Recommandations du comité

Recommandations du comité
  1. 288. Au vu des conclusions qui précèdent, le comité invite le Conseil d’administration à approuver les recommandations suivantes:
    • a) Tout en observant que les allégations de l’organisation plaignante ont été portées devant les autorités administratives et judiciaires nationales compétentes et en exprimant sa préoccupation au sujet des actes de discrimination antisyndicale mis en évidence dans les décisions rendues par ces autorités, le comité prie le gouvernement de prendre les mesures nécessaires, par exemple en facilitant le dialogue entre l’entreprise et l’organisation plaignante, pour prévenir l’apparition de nouveaux conflits analogues et en particulier pour empêcher les actes de discrimination antisyndicale au sein de l’entreprise en question.

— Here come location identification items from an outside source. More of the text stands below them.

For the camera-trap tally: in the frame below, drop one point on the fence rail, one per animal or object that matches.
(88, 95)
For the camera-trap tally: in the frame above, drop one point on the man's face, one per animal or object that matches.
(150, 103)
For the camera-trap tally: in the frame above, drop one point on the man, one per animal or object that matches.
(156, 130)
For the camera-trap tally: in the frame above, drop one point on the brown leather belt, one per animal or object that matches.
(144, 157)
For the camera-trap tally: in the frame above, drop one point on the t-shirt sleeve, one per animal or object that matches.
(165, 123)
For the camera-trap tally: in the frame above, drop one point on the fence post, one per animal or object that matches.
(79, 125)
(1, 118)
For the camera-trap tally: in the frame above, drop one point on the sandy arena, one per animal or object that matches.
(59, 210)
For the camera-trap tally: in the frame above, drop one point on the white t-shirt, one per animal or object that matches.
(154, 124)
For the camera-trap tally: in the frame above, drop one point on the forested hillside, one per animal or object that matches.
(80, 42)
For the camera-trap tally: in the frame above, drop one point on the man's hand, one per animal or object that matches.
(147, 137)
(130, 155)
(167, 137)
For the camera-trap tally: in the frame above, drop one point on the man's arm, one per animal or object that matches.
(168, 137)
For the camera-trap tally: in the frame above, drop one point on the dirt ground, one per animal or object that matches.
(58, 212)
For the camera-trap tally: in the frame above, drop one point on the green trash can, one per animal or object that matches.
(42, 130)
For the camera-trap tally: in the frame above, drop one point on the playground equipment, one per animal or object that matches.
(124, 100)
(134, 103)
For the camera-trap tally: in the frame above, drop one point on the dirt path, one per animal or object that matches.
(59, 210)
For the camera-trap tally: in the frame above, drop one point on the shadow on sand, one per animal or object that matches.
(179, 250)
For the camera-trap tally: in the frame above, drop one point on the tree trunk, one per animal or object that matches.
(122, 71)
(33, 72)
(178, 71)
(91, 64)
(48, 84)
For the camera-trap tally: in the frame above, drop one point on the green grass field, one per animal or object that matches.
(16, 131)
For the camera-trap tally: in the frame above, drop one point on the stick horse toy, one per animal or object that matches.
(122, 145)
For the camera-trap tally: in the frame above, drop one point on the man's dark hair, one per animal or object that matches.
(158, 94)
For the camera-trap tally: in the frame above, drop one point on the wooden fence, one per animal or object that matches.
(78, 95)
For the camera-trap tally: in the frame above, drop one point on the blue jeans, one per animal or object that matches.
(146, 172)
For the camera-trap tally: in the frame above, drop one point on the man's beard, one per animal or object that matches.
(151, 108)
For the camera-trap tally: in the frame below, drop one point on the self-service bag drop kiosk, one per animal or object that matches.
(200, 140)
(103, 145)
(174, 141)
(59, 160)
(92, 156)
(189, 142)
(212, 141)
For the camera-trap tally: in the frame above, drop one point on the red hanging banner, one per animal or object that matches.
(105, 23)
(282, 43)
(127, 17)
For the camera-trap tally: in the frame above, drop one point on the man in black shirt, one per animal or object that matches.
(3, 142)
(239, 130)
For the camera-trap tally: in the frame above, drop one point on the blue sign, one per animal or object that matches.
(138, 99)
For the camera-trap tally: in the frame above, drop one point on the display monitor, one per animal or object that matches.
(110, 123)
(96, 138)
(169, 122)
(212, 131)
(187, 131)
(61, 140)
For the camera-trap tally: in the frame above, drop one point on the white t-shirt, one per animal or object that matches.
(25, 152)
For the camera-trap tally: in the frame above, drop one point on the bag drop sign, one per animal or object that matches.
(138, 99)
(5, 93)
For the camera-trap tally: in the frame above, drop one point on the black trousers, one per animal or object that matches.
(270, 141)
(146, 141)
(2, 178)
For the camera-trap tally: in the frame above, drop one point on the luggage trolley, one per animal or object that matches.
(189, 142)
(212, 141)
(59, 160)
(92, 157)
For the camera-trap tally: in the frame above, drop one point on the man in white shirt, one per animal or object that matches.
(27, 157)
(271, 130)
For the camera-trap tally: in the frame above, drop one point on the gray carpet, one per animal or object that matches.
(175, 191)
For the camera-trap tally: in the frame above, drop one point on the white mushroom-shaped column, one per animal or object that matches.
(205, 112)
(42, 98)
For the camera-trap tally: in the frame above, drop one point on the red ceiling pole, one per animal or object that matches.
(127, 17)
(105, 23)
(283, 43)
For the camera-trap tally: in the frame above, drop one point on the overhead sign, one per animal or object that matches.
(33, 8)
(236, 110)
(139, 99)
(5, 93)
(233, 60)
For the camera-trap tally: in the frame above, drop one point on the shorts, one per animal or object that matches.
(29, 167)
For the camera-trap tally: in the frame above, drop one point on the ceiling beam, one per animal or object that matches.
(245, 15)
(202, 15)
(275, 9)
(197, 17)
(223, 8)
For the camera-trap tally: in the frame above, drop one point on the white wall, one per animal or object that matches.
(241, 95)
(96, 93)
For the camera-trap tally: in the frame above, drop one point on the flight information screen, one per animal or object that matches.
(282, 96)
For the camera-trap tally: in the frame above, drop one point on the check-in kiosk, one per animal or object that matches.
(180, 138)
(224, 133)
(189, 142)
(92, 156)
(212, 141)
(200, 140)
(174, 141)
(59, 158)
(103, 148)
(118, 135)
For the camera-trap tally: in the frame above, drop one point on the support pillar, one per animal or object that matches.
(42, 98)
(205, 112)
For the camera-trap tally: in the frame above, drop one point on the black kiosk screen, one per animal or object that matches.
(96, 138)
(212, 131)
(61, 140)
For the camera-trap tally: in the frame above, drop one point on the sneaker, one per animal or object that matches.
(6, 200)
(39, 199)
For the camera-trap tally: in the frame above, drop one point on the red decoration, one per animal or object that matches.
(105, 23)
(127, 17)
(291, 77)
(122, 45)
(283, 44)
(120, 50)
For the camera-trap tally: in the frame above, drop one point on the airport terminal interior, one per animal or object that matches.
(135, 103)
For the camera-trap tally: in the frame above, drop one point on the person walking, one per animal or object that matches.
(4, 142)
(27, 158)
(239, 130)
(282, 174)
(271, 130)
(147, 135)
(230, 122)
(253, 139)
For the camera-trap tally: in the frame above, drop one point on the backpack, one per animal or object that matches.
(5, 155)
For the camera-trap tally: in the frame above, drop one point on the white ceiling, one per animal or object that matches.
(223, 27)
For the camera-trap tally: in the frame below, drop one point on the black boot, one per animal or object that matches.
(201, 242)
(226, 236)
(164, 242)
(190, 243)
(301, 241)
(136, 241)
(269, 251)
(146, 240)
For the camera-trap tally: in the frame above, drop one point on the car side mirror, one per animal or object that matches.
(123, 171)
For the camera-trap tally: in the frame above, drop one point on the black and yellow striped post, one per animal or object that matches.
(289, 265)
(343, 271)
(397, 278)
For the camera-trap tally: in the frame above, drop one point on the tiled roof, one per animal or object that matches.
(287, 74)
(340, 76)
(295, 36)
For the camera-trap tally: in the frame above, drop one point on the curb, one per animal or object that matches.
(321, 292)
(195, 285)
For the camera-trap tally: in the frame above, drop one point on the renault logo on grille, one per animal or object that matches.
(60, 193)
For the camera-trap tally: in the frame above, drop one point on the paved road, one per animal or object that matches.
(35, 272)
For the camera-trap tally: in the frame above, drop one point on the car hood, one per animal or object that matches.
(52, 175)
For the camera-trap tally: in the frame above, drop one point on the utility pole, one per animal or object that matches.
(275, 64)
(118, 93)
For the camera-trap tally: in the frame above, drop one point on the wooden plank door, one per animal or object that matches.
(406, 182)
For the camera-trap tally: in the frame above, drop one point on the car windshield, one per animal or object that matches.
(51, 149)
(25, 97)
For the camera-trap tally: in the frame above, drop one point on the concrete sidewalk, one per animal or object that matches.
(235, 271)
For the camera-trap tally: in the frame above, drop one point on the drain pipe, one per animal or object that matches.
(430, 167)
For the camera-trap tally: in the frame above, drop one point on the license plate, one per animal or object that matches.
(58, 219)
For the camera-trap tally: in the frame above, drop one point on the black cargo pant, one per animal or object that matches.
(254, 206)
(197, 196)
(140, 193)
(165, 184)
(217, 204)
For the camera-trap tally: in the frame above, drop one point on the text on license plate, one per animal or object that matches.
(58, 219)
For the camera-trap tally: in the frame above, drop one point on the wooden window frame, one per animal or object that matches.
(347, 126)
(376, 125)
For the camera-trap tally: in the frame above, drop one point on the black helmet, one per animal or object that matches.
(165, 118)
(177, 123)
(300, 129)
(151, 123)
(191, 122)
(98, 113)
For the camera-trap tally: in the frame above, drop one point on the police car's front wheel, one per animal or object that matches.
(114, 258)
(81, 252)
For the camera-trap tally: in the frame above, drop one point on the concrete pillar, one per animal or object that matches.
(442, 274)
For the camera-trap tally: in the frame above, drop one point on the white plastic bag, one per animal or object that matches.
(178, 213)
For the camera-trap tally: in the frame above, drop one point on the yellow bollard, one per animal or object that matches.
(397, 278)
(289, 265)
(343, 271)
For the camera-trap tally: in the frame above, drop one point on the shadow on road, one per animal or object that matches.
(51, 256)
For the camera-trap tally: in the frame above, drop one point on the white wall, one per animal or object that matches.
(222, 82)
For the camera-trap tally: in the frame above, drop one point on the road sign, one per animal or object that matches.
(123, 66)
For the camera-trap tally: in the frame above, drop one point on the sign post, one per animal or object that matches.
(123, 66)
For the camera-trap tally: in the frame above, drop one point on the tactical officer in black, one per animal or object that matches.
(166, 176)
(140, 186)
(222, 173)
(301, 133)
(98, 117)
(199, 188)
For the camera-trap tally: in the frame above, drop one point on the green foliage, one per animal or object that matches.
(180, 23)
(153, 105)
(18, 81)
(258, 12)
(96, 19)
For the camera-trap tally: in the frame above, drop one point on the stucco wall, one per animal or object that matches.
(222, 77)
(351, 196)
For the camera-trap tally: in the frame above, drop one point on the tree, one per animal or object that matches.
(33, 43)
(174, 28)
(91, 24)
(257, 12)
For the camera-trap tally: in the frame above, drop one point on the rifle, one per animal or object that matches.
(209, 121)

    • b) Le comité accueille favorablement la volonté exprimée par le gouvernement de réviser la réglementation relative à la qualification des pratiques antisyndicales et aux sanctions visant de telles pratiques afin de corriger les lacunes de la législation, en pleine consultation avec les partenaires sociaux, et le prie de faire état des mesures adoptées à cet égard à la Commission d’experts pour l’application des conventions et recommandations (CEACR) dont l’attention est attirée sur les aspects législatifs du présent cas.